How Generative AI Could Disrupt Creative Work

Authors: David De Cremer, Nicola Morini Bianzino, and Ben Falk

How Generative AI Could Disrupt Creative Work

The “creator economy” is currently valued at around $14 billion per year. Enabled by new digital channels, independent writers, podcasters, artists, and musicians can connect with audiences directly to make their own incomes. Internet platforms such as Substack, Flipboard, and Steemit enable individuals not only to create content but also to become independent producers and brand managers of their work. While many kinds of work were being disrupted by new technologies, these platforms offered people new ways to make a living through human creativity.

In the face of technological change, creativity is often held up as a uniquely human quality, less vulnerable to the forces of technological disruption and critical for the future. Indeed, behavioral researchers even call the skill of creativity a human masterpiece.

Today, however, generative AI applications such as ChatGPT and Midjourney are threatening to upend this special status and significantly alter creative work, both independent and salaried. Jobs focused on delivering content—writing, creating images, coding, and other jobs that typically require an intensity of knowledge and information—now seem likely to be uniquely affected by generative AI.

What isn’t clear yet is what shape this kind of impact will take. We propose three possible—but, importantly, not mutually exclusive—scenarios for how this development might unfold. In doing so, we highlight risks and opportunities and conclude by offering recommendations for what companies should do today to prepare for this brave new world.

Three Possible Futures

An explosion of AI-assisted innovation

Today, most businesses recognize the importance of adopting AI to promote the efficiency and performance of their human workforce. For example, AI is being used to augment health-care professionals’ job performance in high-stakes work, advising physicians during surgery and used as a tool in cancer screenings. It’s also being used in customer service, a lower-stakes context. And robotics is used to make warehouses run with greater speed and reliability, as well as reducing costs.

With the arrival of generative AI, we’re seeing experiments with augmentation in more creative work. Just back in 2021, GitHub introduced GitHub Copilot, an AI “pair programmer” that aids human coders. More recently, designers, filmmakers, and advertising execs have started using image generators such as DALL-E 2. These tools don’t require users to be very tech savvy. In fact, most of these applications are so easy to use that even children with elementary-level verbal skills can use them to create content right now. Pretty much everyone can make use of them.
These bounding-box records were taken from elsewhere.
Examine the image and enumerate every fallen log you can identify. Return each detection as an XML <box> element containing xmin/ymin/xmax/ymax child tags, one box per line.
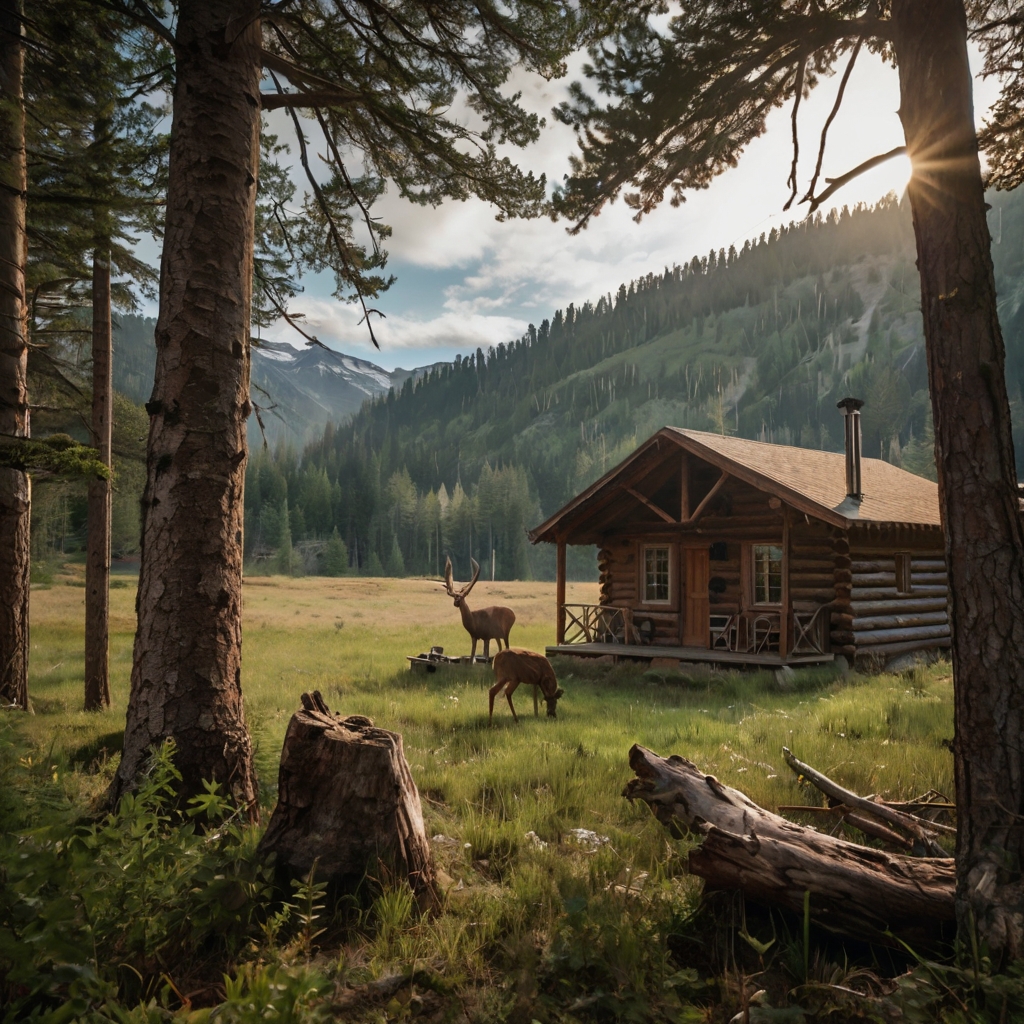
<box><xmin>624</xmin><ymin>745</ymin><xmax>955</xmax><ymax>949</ymax></box>
<box><xmin>258</xmin><ymin>692</ymin><xmax>435</xmax><ymax>902</ymax></box>
<box><xmin>782</xmin><ymin>746</ymin><xmax>956</xmax><ymax>857</ymax></box>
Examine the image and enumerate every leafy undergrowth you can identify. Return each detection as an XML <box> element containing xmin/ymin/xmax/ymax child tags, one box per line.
<box><xmin>0</xmin><ymin>663</ymin><xmax>1024</xmax><ymax>1024</ymax></box>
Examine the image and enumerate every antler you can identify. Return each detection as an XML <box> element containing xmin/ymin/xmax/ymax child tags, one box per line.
<box><xmin>461</xmin><ymin>557</ymin><xmax>480</xmax><ymax>597</ymax></box>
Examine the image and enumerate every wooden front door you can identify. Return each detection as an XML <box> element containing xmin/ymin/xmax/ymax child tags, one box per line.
<box><xmin>683</xmin><ymin>548</ymin><xmax>711</xmax><ymax>647</ymax></box>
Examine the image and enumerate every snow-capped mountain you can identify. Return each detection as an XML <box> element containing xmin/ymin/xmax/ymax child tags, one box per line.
<box><xmin>252</xmin><ymin>341</ymin><xmax>429</xmax><ymax>441</ymax></box>
<box><xmin>114</xmin><ymin>314</ymin><xmax>431</xmax><ymax>445</ymax></box>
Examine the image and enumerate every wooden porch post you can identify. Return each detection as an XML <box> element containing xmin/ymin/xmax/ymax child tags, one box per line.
<box><xmin>555</xmin><ymin>537</ymin><xmax>565</xmax><ymax>644</ymax></box>
<box><xmin>778</xmin><ymin>505</ymin><xmax>791</xmax><ymax>660</ymax></box>
<box><xmin>679</xmin><ymin>452</ymin><xmax>690</xmax><ymax>522</ymax></box>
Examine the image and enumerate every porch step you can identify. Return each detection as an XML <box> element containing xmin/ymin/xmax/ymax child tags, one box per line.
<box><xmin>544</xmin><ymin>643</ymin><xmax>834</xmax><ymax>669</ymax></box>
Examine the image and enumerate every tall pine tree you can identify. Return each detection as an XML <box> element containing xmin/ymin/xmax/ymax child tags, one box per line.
<box><xmin>557</xmin><ymin>0</ymin><xmax>1024</xmax><ymax>955</ymax></box>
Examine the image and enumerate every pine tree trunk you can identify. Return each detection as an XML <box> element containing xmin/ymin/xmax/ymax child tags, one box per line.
<box><xmin>111</xmin><ymin>0</ymin><xmax>261</xmax><ymax>816</ymax></box>
<box><xmin>85</xmin><ymin>250</ymin><xmax>114</xmax><ymax>711</ymax></box>
<box><xmin>0</xmin><ymin>0</ymin><xmax>32</xmax><ymax>710</ymax></box>
<box><xmin>892</xmin><ymin>0</ymin><xmax>1024</xmax><ymax>955</ymax></box>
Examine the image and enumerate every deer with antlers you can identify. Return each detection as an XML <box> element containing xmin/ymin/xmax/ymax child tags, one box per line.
<box><xmin>444</xmin><ymin>558</ymin><xmax>515</xmax><ymax>658</ymax></box>
<box><xmin>487</xmin><ymin>647</ymin><xmax>565</xmax><ymax>722</ymax></box>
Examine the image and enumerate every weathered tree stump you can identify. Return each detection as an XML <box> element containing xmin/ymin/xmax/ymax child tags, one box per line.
<box><xmin>259</xmin><ymin>692</ymin><xmax>434</xmax><ymax>901</ymax></box>
<box><xmin>624</xmin><ymin>745</ymin><xmax>955</xmax><ymax>949</ymax></box>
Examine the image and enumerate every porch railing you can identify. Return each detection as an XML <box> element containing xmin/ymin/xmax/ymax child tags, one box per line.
<box><xmin>562</xmin><ymin>604</ymin><xmax>640</xmax><ymax>644</ymax></box>
<box><xmin>562</xmin><ymin>604</ymin><xmax>828</xmax><ymax>654</ymax></box>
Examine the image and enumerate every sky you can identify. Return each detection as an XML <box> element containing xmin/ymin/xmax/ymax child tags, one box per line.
<box><xmin>251</xmin><ymin>37</ymin><xmax>998</xmax><ymax>370</ymax></box>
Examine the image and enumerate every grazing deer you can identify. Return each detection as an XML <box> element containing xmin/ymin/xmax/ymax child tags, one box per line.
<box><xmin>444</xmin><ymin>558</ymin><xmax>515</xmax><ymax>658</ymax></box>
<box><xmin>487</xmin><ymin>647</ymin><xmax>565</xmax><ymax>722</ymax></box>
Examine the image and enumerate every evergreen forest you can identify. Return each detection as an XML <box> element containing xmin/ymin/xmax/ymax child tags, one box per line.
<box><xmin>34</xmin><ymin>189</ymin><xmax>1024</xmax><ymax>580</ymax></box>
<box><xmin>237</xmin><ymin>189</ymin><xmax>1024</xmax><ymax>580</ymax></box>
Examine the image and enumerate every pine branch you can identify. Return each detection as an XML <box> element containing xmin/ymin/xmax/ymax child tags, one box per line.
<box><xmin>801</xmin><ymin>145</ymin><xmax>906</xmax><ymax>216</ymax></box>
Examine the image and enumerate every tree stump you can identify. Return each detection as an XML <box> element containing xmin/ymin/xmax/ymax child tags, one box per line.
<box><xmin>624</xmin><ymin>745</ymin><xmax>955</xmax><ymax>949</ymax></box>
<box><xmin>259</xmin><ymin>692</ymin><xmax>434</xmax><ymax>901</ymax></box>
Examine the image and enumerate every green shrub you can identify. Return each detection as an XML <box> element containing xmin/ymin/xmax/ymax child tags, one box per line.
<box><xmin>0</xmin><ymin>742</ymin><xmax>270</xmax><ymax>1022</ymax></box>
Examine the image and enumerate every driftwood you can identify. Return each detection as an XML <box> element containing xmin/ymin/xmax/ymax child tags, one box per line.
<box><xmin>782</xmin><ymin>746</ymin><xmax>956</xmax><ymax>857</ymax></box>
<box><xmin>624</xmin><ymin>745</ymin><xmax>955</xmax><ymax>949</ymax></box>
<box><xmin>259</xmin><ymin>692</ymin><xmax>434</xmax><ymax>901</ymax></box>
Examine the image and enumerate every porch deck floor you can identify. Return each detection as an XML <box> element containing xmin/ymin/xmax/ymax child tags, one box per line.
<box><xmin>544</xmin><ymin>643</ymin><xmax>835</xmax><ymax>669</ymax></box>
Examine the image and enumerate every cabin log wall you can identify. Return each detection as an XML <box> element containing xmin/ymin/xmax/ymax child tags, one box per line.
<box><xmin>581</xmin><ymin>479</ymin><xmax>949</xmax><ymax>663</ymax></box>
<box><xmin>850</xmin><ymin>528</ymin><xmax>950</xmax><ymax>664</ymax></box>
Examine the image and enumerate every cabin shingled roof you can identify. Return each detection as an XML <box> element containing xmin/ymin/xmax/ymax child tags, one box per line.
<box><xmin>529</xmin><ymin>427</ymin><xmax>941</xmax><ymax>543</ymax></box>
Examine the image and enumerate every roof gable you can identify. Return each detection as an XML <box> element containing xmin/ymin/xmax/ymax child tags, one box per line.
<box><xmin>529</xmin><ymin>427</ymin><xmax>941</xmax><ymax>544</ymax></box>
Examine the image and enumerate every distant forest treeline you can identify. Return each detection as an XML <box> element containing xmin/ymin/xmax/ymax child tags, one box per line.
<box><xmin>33</xmin><ymin>189</ymin><xmax>1024</xmax><ymax>579</ymax></box>
<box><xmin>246</xmin><ymin>190</ymin><xmax>1024</xmax><ymax>579</ymax></box>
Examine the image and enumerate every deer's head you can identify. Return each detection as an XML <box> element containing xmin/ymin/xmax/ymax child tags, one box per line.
<box><xmin>444</xmin><ymin>558</ymin><xmax>480</xmax><ymax>608</ymax></box>
<box><xmin>544</xmin><ymin>686</ymin><xmax>565</xmax><ymax>718</ymax></box>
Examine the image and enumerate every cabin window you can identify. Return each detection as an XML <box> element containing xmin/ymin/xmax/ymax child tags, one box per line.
<box><xmin>896</xmin><ymin>551</ymin><xmax>911</xmax><ymax>594</ymax></box>
<box><xmin>754</xmin><ymin>544</ymin><xmax>782</xmax><ymax>604</ymax></box>
<box><xmin>643</xmin><ymin>548</ymin><xmax>672</xmax><ymax>604</ymax></box>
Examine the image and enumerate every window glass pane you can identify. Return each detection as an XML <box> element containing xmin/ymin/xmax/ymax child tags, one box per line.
<box><xmin>643</xmin><ymin>548</ymin><xmax>669</xmax><ymax>601</ymax></box>
<box><xmin>896</xmin><ymin>552</ymin><xmax>912</xmax><ymax>594</ymax></box>
<box><xmin>754</xmin><ymin>544</ymin><xmax>782</xmax><ymax>604</ymax></box>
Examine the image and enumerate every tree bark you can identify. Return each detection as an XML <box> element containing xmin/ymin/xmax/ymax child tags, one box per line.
<box><xmin>892</xmin><ymin>0</ymin><xmax>1024</xmax><ymax>955</ymax></box>
<box><xmin>111</xmin><ymin>0</ymin><xmax>261</xmax><ymax>817</ymax></box>
<box><xmin>0</xmin><ymin>0</ymin><xmax>32</xmax><ymax>710</ymax></box>
<box><xmin>85</xmin><ymin>249</ymin><xmax>114</xmax><ymax>711</ymax></box>
<box><xmin>624</xmin><ymin>745</ymin><xmax>954</xmax><ymax>950</ymax></box>
<box><xmin>259</xmin><ymin>693</ymin><xmax>434</xmax><ymax>901</ymax></box>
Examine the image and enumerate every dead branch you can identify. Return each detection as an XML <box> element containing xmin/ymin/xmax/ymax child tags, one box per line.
<box><xmin>801</xmin><ymin>36</ymin><xmax>864</xmax><ymax>203</ymax></box>
<box><xmin>624</xmin><ymin>745</ymin><xmax>955</xmax><ymax>949</ymax></box>
<box><xmin>801</xmin><ymin>145</ymin><xmax>906</xmax><ymax>216</ymax></box>
<box><xmin>782</xmin><ymin>56</ymin><xmax>807</xmax><ymax>210</ymax></box>
<box><xmin>782</xmin><ymin>746</ymin><xmax>956</xmax><ymax>857</ymax></box>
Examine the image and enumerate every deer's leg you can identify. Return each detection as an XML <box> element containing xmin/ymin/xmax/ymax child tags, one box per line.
<box><xmin>505</xmin><ymin>680</ymin><xmax>519</xmax><ymax>722</ymax></box>
<box><xmin>487</xmin><ymin>679</ymin><xmax>506</xmax><ymax>722</ymax></box>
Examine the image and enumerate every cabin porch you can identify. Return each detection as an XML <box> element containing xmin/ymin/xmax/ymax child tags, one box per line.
<box><xmin>547</xmin><ymin>603</ymin><xmax>833</xmax><ymax>666</ymax></box>
<box><xmin>544</xmin><ymin>643</ymin><xmax>834</xmax><ymax>669</ymax></box>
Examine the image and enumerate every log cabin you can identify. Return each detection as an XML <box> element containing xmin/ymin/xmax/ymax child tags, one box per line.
<box><xmin>529</xmin><ymin>398</ymin><xmax>950</xmax><ymax>666</ymax></box>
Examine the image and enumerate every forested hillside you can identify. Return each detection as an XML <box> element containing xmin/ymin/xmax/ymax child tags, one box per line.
<box><xmin>247</xmin><ymin>190</ymin><xmax>1024</xmax><ymax>579</ymax></box>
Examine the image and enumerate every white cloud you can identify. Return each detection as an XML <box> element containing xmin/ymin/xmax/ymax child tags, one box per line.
<box><xmin>266</xmin><ymin>298</ymin><xmax>526</xmax><ymax>365</ymax></box>
<box><xmin>262</xmin><ymin>43</ymin><xmax>997</xmax><ymax>372</ymax></box>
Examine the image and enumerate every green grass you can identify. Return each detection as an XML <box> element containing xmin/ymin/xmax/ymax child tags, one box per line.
<box><xmin>9</xmin><ymin>578</ymin><xmax>966</xmax><ymax>1022</ymax></box>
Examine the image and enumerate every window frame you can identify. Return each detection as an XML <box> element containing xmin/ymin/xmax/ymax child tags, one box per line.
<box><xmin>746</xmin><ymin>541</ymin><xmax>786</xmax><ymax>609</ymax></box>
<box><xmin>893</xmin><ymin>551</ymin><xmax>913</xmax><ymax>597</ymax></box>
<box><xmin>637</xmin><ymin>542</ymin><xmax>678</xmax><ymax>611</ymax></box>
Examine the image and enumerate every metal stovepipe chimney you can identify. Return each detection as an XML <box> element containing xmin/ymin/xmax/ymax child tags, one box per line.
<box><xmin>837</xmin><ymin>398</ymin><xmax>864</xmax><ymax>501</ymax></box>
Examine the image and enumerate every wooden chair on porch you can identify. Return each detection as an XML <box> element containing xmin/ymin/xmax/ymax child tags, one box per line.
<box><xmin>709</xmin><ymin>605</ymin><xmax>739</xmax><ymax>650</ymax></box>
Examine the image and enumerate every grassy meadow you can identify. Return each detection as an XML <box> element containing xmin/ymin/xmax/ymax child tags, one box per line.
<box><xmin>6</xmin><ymin>569</ymin><xmax>966</xmax><ymax>1024</ymax></box>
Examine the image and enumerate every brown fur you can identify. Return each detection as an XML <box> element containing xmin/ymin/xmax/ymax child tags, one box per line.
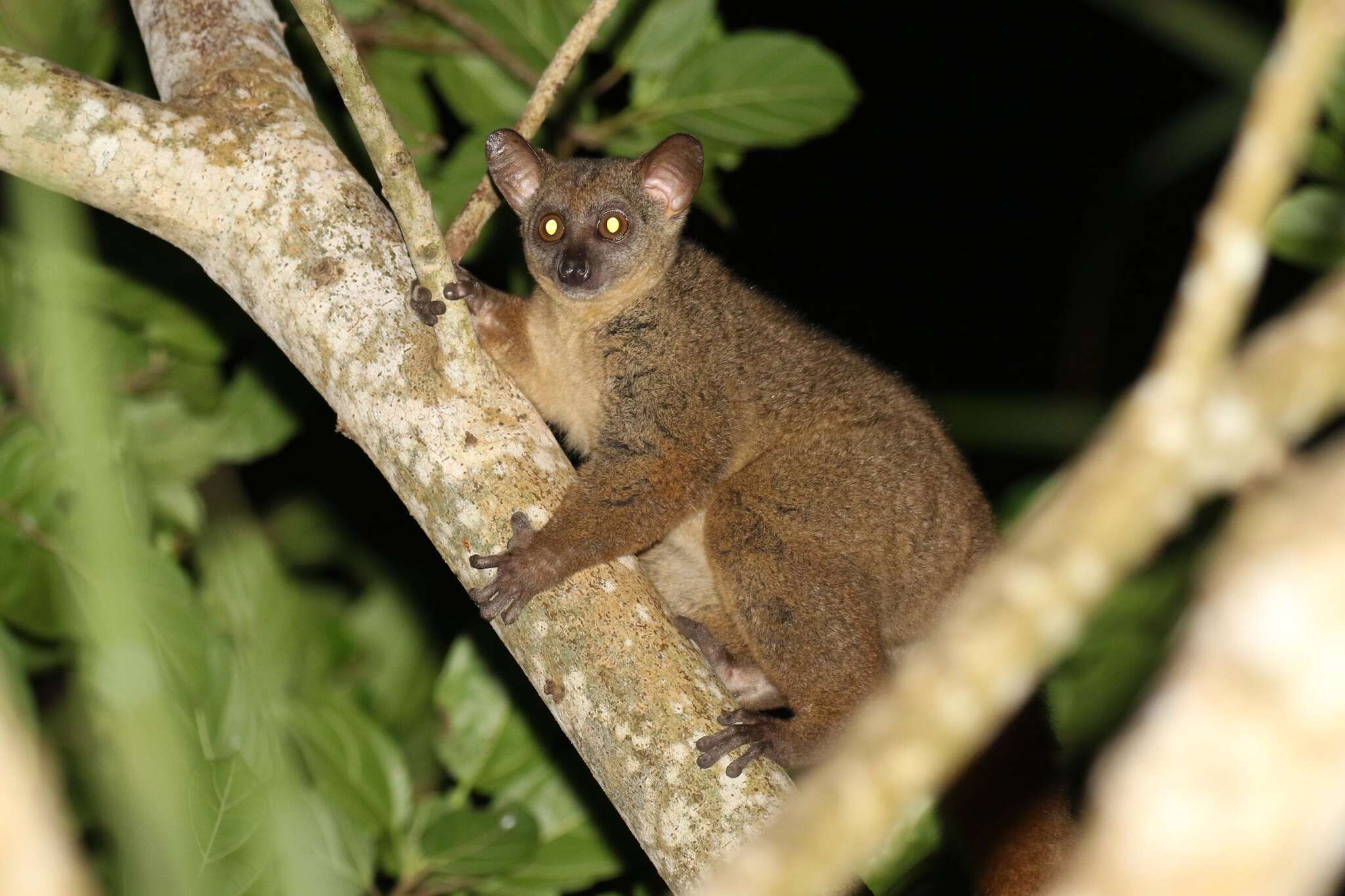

This scenario isn’t (necessarily) a threat to people who do creative work. Rather than putting many creators out of work, AI will support humans to do the work they already perform, simply allowing them to do it with greater speed and efficiency. In this scenario, productivity would rise as reliance on generative AI tools that use natural language reduces the time and effort required to come up with new ideas or pieces of text. Of course, humans will still have to devote time to possibly correct and edit the newly generated information, but overall, creative projects should be able to move forward more quickly (see the article “How Generative AI Can Augment Human Creativity”).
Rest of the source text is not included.